O
que acontece com o nosso corpo quando corremos uma maratona?
Correr
na rua virou um fenômeno no Brasil: em 2024, foram quase 3 mil provas oficiais
no país, um aumento de 29% em relação ao ano anterior, segundo a Associação
Brasileira de Organizadores de Corridas de Rua. São milhões de brasileiros se
desafiando para provas de longa distância, como os 42,195 quilômetros da
maratona.
Os
benefícios da prática incluem melhora no condicionamento cardiovascular, no
controle do peso e da glicemia. Junto com os ganhos, porém, surgem as
preocupações. A morte de um jovem de 20 anos durante a Maratona Internacional
de Porto Alegre, no último dia 7 de junho, reacendeu o alerta sobre os riscos
associados ao esforço extremo.

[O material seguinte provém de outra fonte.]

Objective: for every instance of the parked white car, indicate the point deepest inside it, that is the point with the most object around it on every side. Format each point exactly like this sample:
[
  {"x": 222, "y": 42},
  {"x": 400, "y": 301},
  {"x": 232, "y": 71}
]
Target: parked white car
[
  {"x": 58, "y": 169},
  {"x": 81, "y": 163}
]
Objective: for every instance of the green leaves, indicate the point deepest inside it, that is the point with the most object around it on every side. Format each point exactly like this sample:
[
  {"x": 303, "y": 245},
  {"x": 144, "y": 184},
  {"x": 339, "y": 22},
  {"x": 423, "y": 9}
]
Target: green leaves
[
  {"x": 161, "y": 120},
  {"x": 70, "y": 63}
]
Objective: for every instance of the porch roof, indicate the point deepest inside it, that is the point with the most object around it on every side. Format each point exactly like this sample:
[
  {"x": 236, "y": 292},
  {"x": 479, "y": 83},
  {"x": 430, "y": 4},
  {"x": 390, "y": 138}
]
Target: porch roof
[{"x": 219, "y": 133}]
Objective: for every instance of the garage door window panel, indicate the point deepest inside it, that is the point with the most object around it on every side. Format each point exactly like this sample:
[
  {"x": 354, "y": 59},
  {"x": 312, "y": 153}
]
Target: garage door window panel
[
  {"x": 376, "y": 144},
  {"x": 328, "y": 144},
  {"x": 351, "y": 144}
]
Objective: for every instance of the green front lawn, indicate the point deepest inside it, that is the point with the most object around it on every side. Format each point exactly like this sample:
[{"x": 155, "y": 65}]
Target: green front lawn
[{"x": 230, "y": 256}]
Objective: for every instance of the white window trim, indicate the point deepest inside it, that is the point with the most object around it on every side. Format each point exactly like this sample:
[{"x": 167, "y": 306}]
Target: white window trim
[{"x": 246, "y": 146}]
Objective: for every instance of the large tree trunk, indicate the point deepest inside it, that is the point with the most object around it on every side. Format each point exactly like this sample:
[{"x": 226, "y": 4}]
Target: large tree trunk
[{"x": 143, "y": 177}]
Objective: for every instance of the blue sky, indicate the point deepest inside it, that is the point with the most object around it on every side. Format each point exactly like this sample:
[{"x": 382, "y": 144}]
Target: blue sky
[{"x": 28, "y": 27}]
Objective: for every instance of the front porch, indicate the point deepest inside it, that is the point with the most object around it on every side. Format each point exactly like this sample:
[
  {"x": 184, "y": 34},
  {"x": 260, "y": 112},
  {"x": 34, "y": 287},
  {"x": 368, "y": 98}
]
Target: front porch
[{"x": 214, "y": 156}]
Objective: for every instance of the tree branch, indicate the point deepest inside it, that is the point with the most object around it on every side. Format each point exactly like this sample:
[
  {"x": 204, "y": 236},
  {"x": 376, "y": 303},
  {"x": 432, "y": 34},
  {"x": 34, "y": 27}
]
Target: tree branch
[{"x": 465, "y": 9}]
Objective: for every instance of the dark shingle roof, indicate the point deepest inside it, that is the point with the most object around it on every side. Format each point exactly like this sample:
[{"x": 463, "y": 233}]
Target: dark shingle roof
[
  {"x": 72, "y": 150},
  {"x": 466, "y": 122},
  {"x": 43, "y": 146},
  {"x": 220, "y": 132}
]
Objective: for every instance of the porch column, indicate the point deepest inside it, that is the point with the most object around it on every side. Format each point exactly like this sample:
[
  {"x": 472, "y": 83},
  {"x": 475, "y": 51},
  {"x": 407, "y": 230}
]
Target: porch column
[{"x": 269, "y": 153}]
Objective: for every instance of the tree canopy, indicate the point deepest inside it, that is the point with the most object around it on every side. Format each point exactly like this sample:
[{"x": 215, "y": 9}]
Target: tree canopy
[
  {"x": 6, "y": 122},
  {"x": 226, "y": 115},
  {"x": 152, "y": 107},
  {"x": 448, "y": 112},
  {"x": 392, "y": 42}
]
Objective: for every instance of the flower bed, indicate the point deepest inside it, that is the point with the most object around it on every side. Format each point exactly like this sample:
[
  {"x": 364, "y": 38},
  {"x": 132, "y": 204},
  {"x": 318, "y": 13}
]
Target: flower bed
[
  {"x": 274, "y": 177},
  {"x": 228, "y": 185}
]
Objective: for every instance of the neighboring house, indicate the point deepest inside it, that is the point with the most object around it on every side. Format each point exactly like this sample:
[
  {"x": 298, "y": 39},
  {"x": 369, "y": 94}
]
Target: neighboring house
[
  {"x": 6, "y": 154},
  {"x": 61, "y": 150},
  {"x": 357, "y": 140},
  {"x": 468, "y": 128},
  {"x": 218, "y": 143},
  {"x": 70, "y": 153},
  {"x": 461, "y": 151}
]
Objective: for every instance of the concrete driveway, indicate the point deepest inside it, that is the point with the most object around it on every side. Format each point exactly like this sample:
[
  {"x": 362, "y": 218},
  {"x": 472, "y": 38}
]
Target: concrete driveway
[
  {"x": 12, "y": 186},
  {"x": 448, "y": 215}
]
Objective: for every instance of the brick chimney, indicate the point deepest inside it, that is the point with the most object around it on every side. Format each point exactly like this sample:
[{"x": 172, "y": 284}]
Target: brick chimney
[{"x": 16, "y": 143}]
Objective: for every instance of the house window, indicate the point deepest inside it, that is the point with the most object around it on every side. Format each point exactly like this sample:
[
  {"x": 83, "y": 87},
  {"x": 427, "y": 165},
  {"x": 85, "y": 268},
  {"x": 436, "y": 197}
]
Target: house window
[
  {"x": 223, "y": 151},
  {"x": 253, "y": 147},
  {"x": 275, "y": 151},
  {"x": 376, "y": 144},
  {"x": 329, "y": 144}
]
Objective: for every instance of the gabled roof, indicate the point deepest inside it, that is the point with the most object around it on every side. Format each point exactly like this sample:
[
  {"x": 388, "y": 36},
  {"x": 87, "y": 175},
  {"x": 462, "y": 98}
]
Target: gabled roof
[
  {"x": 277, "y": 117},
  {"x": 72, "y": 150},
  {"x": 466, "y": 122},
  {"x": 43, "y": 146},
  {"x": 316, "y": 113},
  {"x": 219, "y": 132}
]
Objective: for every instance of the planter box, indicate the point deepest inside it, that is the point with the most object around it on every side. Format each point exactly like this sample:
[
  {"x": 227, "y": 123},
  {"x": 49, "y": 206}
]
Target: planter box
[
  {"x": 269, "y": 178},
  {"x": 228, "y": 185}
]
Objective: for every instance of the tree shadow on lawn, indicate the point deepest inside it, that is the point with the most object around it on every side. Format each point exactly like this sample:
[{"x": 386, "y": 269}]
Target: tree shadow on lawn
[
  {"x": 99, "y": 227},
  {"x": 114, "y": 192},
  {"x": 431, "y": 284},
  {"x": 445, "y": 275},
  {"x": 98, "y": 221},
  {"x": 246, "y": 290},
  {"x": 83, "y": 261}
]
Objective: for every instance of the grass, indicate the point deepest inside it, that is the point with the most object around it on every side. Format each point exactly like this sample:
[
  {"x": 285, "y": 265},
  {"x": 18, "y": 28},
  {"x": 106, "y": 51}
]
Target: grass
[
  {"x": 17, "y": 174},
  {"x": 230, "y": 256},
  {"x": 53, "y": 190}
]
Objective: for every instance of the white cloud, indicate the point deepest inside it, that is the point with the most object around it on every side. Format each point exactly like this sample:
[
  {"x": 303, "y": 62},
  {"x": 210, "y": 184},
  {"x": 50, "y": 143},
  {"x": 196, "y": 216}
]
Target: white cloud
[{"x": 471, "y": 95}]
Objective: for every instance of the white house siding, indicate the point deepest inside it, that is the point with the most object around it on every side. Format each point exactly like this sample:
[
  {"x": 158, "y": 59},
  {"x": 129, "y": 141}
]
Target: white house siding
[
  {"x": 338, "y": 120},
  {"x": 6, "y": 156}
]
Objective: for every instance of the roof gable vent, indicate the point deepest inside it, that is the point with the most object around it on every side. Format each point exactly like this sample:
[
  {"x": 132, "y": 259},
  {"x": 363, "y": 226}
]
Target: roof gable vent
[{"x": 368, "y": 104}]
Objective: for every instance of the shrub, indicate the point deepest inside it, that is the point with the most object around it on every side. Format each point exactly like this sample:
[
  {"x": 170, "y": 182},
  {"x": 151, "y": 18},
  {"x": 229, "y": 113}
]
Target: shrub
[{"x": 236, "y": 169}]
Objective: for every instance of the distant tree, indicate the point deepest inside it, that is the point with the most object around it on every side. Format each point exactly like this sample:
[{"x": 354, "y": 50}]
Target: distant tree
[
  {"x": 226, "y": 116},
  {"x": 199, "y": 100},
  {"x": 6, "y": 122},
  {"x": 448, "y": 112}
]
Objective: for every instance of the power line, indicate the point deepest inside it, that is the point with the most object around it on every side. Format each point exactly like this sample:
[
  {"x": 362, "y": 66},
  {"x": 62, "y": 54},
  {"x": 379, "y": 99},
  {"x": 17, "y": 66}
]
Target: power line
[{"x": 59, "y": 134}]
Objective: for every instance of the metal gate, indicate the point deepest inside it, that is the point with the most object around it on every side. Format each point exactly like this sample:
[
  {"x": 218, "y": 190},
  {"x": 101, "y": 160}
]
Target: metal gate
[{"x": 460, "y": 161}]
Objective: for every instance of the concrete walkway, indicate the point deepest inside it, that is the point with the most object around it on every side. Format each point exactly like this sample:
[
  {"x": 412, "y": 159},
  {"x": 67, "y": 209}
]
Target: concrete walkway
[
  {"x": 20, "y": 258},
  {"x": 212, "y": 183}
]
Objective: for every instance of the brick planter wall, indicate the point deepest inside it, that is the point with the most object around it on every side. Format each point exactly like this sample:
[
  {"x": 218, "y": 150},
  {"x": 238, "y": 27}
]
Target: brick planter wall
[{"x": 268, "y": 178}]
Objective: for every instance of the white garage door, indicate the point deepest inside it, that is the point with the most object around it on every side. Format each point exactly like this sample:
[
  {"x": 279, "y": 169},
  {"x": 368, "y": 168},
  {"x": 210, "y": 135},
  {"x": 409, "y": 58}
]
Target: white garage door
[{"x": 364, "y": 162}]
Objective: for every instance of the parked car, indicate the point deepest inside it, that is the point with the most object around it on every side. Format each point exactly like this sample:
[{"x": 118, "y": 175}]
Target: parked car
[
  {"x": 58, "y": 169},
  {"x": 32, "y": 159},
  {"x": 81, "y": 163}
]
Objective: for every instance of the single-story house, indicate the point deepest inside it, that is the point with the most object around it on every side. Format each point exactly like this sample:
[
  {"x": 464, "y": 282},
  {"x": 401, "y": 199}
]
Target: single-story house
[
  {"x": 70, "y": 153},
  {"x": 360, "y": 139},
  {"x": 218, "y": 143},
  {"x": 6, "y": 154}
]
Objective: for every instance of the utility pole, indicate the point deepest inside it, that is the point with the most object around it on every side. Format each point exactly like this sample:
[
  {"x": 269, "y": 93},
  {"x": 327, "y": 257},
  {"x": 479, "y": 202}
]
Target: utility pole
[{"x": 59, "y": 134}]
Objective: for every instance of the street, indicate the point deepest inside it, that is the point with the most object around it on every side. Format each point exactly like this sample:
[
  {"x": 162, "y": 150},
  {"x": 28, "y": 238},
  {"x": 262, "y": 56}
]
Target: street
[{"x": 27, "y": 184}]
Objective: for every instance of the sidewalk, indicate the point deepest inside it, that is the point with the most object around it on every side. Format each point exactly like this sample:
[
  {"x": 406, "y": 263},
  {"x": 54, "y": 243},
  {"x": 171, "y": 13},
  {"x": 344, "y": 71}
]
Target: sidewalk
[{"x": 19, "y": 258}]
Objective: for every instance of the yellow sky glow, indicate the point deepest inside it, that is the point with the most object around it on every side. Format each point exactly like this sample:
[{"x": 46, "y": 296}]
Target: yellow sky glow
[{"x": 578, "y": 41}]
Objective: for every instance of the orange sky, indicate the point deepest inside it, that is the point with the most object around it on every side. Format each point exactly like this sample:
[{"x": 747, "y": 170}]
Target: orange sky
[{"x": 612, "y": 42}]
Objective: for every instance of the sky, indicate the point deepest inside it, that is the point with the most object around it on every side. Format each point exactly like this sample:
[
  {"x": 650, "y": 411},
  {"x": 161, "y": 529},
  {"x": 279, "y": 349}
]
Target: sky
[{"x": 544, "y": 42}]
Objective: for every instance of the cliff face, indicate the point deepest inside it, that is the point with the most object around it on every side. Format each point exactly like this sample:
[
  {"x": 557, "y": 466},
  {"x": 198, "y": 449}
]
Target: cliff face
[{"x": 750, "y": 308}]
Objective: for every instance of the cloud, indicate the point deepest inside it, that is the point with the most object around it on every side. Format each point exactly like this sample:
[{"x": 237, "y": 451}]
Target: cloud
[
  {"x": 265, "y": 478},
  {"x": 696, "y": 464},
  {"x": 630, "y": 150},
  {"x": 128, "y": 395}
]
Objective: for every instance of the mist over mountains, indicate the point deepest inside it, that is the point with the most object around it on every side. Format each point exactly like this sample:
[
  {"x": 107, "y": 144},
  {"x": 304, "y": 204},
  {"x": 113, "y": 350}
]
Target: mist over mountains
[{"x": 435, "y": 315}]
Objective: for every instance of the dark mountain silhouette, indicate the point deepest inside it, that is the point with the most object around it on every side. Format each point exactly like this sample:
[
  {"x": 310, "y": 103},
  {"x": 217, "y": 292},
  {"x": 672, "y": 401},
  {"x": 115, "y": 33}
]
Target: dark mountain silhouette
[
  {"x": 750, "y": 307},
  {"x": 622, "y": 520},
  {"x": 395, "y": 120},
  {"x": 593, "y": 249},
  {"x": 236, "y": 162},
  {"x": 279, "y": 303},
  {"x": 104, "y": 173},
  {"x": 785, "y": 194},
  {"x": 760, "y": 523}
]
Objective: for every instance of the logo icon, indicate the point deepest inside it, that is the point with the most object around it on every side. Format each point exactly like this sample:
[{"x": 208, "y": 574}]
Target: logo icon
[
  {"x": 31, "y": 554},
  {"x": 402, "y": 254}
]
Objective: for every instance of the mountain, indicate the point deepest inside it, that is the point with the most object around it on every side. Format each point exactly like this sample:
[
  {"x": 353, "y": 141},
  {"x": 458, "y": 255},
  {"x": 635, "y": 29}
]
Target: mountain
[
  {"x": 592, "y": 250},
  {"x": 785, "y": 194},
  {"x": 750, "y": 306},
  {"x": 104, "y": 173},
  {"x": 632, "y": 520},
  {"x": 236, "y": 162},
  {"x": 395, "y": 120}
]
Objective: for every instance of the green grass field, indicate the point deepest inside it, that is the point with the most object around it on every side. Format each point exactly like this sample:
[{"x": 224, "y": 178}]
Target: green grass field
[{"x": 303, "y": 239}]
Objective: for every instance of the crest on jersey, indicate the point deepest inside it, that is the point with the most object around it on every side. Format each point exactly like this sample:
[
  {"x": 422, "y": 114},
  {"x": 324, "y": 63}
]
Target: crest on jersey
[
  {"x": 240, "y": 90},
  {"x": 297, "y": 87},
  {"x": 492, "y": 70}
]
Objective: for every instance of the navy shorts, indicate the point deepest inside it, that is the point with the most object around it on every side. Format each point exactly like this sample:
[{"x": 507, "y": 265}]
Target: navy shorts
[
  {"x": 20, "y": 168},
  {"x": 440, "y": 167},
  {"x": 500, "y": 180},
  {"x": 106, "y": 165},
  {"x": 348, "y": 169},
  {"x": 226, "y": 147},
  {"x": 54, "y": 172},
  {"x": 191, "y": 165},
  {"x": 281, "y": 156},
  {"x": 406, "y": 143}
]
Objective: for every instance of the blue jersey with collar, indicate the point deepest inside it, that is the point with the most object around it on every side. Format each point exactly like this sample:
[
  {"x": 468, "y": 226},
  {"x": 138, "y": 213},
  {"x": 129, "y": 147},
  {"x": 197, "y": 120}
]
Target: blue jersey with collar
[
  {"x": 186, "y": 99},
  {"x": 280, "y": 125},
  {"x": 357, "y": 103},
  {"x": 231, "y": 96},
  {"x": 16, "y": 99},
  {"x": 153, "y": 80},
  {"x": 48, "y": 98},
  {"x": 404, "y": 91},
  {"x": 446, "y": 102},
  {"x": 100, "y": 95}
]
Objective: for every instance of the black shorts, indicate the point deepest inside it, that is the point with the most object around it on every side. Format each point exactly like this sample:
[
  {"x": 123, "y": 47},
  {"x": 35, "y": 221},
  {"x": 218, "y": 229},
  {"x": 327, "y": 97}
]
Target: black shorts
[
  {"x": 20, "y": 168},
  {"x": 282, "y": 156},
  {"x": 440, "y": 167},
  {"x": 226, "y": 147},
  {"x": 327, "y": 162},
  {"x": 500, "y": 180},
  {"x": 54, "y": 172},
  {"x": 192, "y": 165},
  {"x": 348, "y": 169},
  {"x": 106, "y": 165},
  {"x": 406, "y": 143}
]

Afinal, completar uma prova dessas exige uma
adaptação extrema no corpo humano, muito mais do que apenas calçar os tênis e
correr até a linha de chegada.
Durante
uma maratona, o corpo precisa se adaptar rapidamente para enfrentar o esforço
prolongado. “Os músculos consomem muita energia e oxigênio, o coração bate mais
rápido para bombear sangue, a respiração acelera para manter uma efetiva troca
de gases. A temperatura corporal sobe e há grande perda de água e sais minerais
pelo suor, no processo de resfriamento do corpo”, descreve a cardiologista
Luciana Janot, médica referência da Reabilitação e Medicina Esportiva do
Hospital Israelita Albert Einstein.
Enquanto
os pulmões aumentam o volume e a frequência respiratória, o coração bombeia até
quatro a seis vezes mais sangue por minuto comparado ao repouso para fornecer
oxigênio suficiente aos músculos. O metabolismo atua como uma verdadeira
orquestra, com a utilização de carboidrato e gordura alternando-se de acordo
com a demanda energética e o condicionamento do atleta, para manter a energia
necessária até o fim da prova. “O exercício físico é um grande estressor
fisiológico, e a maratona representa um estresse mais prolongado”, resume a
cardiologista.
O
cérebro também desempenha um papel crucial durante a corrida, desenvolvendo
maior tolerância ao desconforto e ajudando o atleta a manter o foco e o
controle emocional para lidar com a fadiga progressiva. Uma pesquisa publicada
em 2017 no International Journal of Exercise Science mostrou que, em corridas
de longa duração, os níveis de cortisol (hormônio que ajuda o corpo a lidar com
situações de esforço físico ou emocional) e alfa-amilase (enzima que é um
marcador de estresse agudo) inicialmente aumentam, mas podem ser suprimidos em
distâncias extremas — resposta neuroendócrina que pode ajudar a manter a
performance dos atletas sob estresse prolongado.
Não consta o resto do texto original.